Por muchísimo menos de lo que hoy ocurre en
Venezuela, varias de las actuales autoridades y miembros de la Nueva Mayoría no
dudaron en calificar de “dictatorial” al Gobierno de Sebastián Piñera durante
las manifestaciones estudiantiles de 2011. Sin ir más lejos, la nueva Ministro
de la Segpres, entonces Senador, acusó al titular de Interior de impulsar un
“Estado policial”. Pero nunca hubo muertos en las protestas chilenas, los
detenidos eran liberados el mismo día (incluso los que habían sido sorprendidos
in fraganti en actos de vandalismo), y la mayoría de los heridos que produjeron
los enfrentamientos con la policía fueron Carabineros, dato que a muchos
políticos y líderes estudiantiles parece incomodar.

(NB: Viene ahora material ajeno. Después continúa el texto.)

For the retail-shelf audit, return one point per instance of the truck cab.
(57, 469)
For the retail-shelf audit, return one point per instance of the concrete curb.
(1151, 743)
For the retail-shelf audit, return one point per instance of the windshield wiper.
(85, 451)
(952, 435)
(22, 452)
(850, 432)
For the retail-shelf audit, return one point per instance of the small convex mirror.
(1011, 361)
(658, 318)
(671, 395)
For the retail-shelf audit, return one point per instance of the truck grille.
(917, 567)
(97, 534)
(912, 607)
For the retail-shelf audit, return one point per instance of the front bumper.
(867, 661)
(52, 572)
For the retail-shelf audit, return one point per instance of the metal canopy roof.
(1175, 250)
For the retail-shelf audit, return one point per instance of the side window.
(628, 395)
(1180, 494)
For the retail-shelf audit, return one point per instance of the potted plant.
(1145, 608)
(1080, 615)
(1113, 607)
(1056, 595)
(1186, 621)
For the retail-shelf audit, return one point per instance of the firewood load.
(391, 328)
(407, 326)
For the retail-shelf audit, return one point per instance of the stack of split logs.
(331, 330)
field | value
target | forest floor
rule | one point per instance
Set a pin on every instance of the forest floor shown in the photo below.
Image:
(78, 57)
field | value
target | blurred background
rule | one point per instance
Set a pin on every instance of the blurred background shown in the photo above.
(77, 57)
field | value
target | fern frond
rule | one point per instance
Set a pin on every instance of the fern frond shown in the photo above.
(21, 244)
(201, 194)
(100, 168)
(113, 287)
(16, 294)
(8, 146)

Un mínimo de consecuencia política, de
honestidad intelectual y de convicción democrática obliga a condenar en los más
duros términos la forma en que el Gobierno venezolano está reprimiendo las
protestas en su contra. Protestas que nacen, hay que enfatizar, no de una
“conspiración fascista” de la oposición para derrocarla ni tampoco de una
estrategia “imperialista” para desestabilizarla, sino de la exasperación
ciudadana ante los irrefutables fracasos de la revolución bolivariana a lo
largo de 15 años: la peor inseguridad de
la región, la peor corrupción, la peor inflación, el peor desabastecimiento de
productos básicos, el peor desempeño en libertad de prensa y derecho a la
información, la peor transparencia electoral y Fiscal, la peor autonomía de los
poderes públicos, la peor polarización social, la peor concentración de poder
discrecional en manos del Ejecutivo. Parece una lista inmisericorde de
críticas, pero se trata de realidades objetivas que han sido medidas a través
de decenas de instrumentos y variables, y de las cuales los venezolanos pueden
dar doloroso testimonio.
Por todas estas razones, los demócratas
chilenos –pero en especial quienes tienen poder de decisión en La Moneda y el
Congreso– poseen argumentos de sobra para impulsar una campaña Diplomática
decidida y urgente que haga entender al Palacio de Miraflores, sin eufemismos,
que el curso de acción que ha adoptado es inaceptable y que no le traerá la
solución a sus problemas.
(*) Periodista de la Pontificia Universidad
Católica de Chile, vivió 21 años en Caracas y es autor del libro “La Revolución
Fallida: Un viaje a la Venezuela de Hugo Chávez” (2010).